A merciless mathematic now imposed itself upon mankind. With the men and women who kept food, fuel, clothes moving through the world’s shipping lanes now dead or undead, starvation and violence killed even more, many of whom also became undead. With less and less resources by the day, wars broke out – brief and extremely violent, humanity’s old grudges and new hunger mixed in a terrible cocktail of atrocities. With the Internet and global communications a sad memory, it was hard to even tell who exactly was murdering whom. Between the eternal hunger of the dead and the violence of the living, humanity had regressed, within a few months, to an era that was, in some ways, the worst it had known.

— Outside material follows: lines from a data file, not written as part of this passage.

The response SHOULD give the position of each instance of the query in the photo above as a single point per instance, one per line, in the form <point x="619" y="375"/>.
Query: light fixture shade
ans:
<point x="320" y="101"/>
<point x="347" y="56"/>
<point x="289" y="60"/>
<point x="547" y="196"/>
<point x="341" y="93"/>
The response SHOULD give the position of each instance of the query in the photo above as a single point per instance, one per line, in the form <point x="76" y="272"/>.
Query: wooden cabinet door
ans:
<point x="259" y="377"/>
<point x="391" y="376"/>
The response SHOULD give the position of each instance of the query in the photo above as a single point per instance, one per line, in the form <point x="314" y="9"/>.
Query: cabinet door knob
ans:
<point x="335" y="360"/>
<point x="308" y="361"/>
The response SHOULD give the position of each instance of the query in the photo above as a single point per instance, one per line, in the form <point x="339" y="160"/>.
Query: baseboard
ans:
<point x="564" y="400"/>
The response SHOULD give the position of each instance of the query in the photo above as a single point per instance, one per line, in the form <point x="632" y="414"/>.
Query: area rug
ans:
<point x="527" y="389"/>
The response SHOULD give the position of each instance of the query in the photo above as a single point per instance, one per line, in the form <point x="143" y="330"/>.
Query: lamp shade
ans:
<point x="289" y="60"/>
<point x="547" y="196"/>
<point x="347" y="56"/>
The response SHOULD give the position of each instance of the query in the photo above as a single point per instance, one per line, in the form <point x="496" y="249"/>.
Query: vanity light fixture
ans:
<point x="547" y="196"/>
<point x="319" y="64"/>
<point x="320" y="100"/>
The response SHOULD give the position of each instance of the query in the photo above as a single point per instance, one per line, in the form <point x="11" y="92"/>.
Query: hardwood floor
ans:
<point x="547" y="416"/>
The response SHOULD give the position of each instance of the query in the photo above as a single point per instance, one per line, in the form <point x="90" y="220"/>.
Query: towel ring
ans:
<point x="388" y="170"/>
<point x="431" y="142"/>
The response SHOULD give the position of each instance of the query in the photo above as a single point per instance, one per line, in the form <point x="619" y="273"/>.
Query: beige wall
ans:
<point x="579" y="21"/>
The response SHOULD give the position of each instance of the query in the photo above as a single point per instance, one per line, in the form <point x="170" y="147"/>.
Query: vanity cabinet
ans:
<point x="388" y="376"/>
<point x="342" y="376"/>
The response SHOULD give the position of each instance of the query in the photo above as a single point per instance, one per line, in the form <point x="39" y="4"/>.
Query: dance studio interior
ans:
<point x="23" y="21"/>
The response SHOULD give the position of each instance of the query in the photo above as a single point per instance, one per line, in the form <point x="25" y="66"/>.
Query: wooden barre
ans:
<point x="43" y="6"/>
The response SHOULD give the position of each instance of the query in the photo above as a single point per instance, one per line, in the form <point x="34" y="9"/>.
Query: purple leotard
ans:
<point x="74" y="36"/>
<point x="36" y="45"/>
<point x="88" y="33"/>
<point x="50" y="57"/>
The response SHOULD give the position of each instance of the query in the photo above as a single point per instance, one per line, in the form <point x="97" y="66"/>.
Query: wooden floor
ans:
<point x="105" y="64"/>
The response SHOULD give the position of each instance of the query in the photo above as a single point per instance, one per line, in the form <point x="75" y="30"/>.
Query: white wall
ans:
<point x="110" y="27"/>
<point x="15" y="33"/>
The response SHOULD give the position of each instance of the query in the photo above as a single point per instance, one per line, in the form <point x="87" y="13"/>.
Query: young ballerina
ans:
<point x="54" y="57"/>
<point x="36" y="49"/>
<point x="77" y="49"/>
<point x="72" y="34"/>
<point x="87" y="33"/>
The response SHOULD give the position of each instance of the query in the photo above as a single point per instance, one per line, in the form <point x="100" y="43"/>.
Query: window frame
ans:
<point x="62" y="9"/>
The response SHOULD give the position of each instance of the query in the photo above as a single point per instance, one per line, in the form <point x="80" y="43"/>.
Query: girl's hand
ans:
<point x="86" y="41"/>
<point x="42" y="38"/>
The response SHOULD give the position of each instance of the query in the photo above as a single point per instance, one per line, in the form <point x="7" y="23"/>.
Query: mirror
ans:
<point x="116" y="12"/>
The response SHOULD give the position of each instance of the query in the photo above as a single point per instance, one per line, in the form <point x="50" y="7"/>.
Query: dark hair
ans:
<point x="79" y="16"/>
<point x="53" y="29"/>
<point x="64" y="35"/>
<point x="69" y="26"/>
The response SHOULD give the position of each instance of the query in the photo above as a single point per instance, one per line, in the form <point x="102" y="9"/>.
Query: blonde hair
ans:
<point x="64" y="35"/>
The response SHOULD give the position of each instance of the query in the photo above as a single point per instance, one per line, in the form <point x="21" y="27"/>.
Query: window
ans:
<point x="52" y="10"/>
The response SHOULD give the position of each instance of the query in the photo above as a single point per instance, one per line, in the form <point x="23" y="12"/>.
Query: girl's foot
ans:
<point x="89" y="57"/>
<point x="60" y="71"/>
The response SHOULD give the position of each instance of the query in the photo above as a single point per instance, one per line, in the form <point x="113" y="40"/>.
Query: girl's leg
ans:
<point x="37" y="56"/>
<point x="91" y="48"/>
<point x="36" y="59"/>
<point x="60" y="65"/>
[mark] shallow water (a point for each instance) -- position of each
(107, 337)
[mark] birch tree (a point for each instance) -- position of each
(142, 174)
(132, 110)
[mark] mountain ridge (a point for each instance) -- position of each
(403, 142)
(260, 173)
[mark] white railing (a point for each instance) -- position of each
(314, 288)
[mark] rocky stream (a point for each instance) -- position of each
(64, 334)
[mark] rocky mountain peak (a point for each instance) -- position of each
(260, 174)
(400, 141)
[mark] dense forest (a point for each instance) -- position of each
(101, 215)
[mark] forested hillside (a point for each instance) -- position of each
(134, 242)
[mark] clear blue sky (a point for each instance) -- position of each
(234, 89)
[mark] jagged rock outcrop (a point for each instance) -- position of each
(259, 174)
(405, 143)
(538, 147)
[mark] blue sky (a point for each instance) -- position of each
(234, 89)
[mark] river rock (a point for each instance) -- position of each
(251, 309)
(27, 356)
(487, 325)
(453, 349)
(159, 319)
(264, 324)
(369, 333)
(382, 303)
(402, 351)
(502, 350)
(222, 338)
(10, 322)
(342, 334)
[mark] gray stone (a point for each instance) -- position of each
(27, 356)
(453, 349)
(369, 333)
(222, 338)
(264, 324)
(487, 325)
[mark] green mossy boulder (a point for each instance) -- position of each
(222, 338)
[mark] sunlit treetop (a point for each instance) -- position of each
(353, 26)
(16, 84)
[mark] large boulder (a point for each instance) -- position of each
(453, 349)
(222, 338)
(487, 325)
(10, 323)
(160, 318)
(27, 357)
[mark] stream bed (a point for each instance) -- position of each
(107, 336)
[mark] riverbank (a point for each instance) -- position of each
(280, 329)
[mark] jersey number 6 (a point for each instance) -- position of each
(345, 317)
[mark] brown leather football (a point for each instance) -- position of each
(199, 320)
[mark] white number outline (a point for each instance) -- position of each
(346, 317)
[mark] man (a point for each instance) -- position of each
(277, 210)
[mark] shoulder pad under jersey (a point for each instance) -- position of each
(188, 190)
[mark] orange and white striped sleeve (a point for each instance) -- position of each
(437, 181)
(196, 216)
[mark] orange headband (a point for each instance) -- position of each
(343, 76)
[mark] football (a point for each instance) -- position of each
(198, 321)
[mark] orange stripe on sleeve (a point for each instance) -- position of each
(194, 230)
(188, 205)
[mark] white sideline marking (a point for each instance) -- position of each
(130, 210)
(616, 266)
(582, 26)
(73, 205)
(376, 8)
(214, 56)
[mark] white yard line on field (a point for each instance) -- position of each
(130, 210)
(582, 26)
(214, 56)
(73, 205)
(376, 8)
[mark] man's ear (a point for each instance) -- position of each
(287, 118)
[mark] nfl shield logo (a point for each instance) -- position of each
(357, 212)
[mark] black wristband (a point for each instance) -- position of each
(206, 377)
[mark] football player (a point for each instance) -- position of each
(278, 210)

In the days of the Roman Empire, it took an official letter two months to arrive from Rome to Jerusalem. In the last days of the Second World War, a letter mailed from the Urals could arrive in the hands of a Soviet soldier in Berlin within two or three weeks. In the new age, the age of the undead, sending a ‘letter’ from Rome to Jerusalem was impossible. New York or London could as well be on the Moon
But there were some who, in this terrible age, earned their bread by posing themselves between the last survivors and the teeming multitudes of the undying. Soldiers, survivalists, sportsmen in their old lives, they combined these skills with a knowledge of the walking dead, their habits and weaknesses, to become a new form of mercenary. Advisors, they were called – like the specialists that had been sent, in the old age, to train foreign soldiers. They were also given other names. Corpse hunters, they were called, and many less pleasant names.
They cared little. They got paid, and they did their job.